To account for the discrepancy between model and data, Drake began to investigate a possibility raised by recent theoretical research that population density and individual interdependence might affect a major component of the model—demographic stochasticity. The idea is that if organisms interact in their environments—which of course they do—then these interactions will likely affect an individual's probability of dying or reproducing, which ultimately affects species survival. Drake calls this variable density-dependent demographic stochasticity.

Drake used half of the experimental data generated from testing the effects of environmental variability on water flea survival to select his models and estimate the range of parameters that might affect extinction, and the other half to test the models' reliability. From the estimated parameters, Drake wrote a computer program to simulate all the possible population outcomes and predict extinction rates. One set of simulations included a parameter for density-dependent random interactions and another did not.

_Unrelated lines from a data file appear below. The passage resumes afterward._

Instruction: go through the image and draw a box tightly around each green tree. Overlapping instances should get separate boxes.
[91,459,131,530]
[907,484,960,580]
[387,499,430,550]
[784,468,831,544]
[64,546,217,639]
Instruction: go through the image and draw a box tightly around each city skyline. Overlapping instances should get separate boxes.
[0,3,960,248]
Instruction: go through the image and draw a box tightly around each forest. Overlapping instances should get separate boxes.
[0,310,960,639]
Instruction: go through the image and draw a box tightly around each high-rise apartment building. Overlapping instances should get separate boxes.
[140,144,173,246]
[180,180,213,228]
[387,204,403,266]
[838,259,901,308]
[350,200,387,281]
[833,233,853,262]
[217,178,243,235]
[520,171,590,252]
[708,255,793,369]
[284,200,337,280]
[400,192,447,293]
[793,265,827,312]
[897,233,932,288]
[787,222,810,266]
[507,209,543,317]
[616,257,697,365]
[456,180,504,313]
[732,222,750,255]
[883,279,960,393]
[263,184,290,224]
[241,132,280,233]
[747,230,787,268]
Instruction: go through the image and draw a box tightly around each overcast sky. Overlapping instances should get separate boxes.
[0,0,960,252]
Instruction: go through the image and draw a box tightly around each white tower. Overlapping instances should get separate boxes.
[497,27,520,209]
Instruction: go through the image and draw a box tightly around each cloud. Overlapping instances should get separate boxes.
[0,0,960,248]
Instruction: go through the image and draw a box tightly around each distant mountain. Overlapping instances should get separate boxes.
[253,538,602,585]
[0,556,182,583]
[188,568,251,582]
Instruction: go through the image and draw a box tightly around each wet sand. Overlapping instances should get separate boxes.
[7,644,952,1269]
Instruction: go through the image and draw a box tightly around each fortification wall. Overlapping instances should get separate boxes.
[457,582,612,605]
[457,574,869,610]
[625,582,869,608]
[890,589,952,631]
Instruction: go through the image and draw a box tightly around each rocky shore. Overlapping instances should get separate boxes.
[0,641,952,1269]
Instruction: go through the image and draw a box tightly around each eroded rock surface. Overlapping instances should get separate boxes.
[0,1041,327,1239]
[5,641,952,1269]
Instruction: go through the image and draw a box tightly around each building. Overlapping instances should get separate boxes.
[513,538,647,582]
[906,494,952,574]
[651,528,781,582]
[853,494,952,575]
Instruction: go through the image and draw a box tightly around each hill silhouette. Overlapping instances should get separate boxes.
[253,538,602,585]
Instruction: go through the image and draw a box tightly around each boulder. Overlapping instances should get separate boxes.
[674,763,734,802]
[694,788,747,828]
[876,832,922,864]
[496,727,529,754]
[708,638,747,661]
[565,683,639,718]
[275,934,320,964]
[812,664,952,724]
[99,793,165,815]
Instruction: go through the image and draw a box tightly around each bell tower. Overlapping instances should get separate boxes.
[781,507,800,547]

When Drake analyzed all the possible outcomes, it turned out that manipulating food supply didn't have as great an effect on extinctions as predicted—possibly because individual water fleas live too long compared to the frequency of the environmental fluctuations. Only when density-dependence was included did the models match the observed extinction rates in the flea experiments. When density dependence was not included, extinction rates were greatly underestimated.

Drake's results underscore the importance of bolstering extinction models with empirical validation—and of accounting for population density—to accurately evaluate risk and enhance recovery programs for at-risk populations. As threats to endangered species continue to mount, biologists will need ever more robust methods to estimate extinction risk. Unfortunately, field biologists typically can't generate the large, high-quality datasets that led to the precise predictions reported here. Conservation efforts will depend on developing methods of generating reliable predictions with the limited data available from the field.